Pole order of $\frac{4}{27}\frac{\left(\lambda^2-\lambda+1\right)^3}{\lambda^2\left(1-\lambda\right)^2}\left(=j(\tau)\right)$

Question

Concerning the relation $$j=\frac{4}{27}\frac{\left(\lambda^2-\lambda+1\right)^3}{\lambda^2\left(1-\lambda\right)^2},$$ I understand, that the RHS is an element of $\mathbb{C}(j)$, and thus the LHS can be expressed as a polynomial in $\lambda$. I also understand, that if the order of the pole of the RHS at infinity is equal to 1, the highest degree of the polynomial can only be 1.
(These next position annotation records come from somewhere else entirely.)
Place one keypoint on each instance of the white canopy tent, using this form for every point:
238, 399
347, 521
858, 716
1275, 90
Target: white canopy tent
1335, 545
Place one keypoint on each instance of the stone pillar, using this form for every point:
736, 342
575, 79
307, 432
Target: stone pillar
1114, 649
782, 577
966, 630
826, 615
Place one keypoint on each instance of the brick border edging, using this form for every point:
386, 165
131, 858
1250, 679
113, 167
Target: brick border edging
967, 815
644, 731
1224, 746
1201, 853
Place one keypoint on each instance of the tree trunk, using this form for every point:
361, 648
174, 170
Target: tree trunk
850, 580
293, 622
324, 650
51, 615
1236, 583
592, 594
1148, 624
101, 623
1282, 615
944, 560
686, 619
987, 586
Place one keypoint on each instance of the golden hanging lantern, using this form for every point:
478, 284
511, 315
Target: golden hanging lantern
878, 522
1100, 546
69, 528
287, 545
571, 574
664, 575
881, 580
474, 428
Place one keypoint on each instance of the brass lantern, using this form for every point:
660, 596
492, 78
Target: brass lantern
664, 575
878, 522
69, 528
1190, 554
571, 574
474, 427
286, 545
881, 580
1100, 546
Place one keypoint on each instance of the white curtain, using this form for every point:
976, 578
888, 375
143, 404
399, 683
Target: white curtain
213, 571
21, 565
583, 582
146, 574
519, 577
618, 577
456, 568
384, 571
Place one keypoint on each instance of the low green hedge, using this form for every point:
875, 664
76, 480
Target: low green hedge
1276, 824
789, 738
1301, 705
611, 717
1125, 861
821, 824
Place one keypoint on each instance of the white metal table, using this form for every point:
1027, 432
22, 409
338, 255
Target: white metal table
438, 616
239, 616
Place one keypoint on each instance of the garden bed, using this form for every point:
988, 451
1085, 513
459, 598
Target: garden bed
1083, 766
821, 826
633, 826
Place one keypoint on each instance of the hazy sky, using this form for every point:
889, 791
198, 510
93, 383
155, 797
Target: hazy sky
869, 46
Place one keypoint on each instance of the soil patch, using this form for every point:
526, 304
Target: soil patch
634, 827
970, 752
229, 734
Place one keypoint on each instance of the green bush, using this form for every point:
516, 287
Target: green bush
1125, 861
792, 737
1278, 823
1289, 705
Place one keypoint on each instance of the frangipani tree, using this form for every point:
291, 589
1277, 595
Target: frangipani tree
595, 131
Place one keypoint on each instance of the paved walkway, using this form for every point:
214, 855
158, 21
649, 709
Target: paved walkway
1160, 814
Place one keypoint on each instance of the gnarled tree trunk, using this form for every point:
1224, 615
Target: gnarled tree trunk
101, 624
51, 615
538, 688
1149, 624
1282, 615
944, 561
But no matter how I approach the RHS, the poleorder always seems to be two. For instance: If $\tau \to i\infty$, then $\lambda(\tau)\to 0$, thus we have a $0^2$ in the denominator. Thus the poleorder should be 2.

I suspect, that if I can express $\lambda$ as a 1 periodic Fourie series, that the problem may resolve, but my skills seem to be failing me.

Any help would be greatly appreciated.

Answer 1

No $j(\tau)$ is not a polynomial in $\lambda(\tau)$. You already have a rational function expression in $\lambda(\tau)$, it is unique.

Answer 2

The relation defines the modular lambda function, which is a Hauptmodul (generator of the function field) for the congruence subgroup $$\Gamma(2)=\left\{M\in SL(2,\mathbb Z): M\equiv \mathbb 1\mod 2\right\}.$$ The modular curve $\Gamma(2)\backslash \overline{\mathbb H}$ has three cusps $\tau=i \infty$, $\tau=0$ and $\tau=1$, each of width $2$. This corresponds to the rational function $j(\lambda)$ having second order poles at $\lambda\in\{0,1,\infty\}$.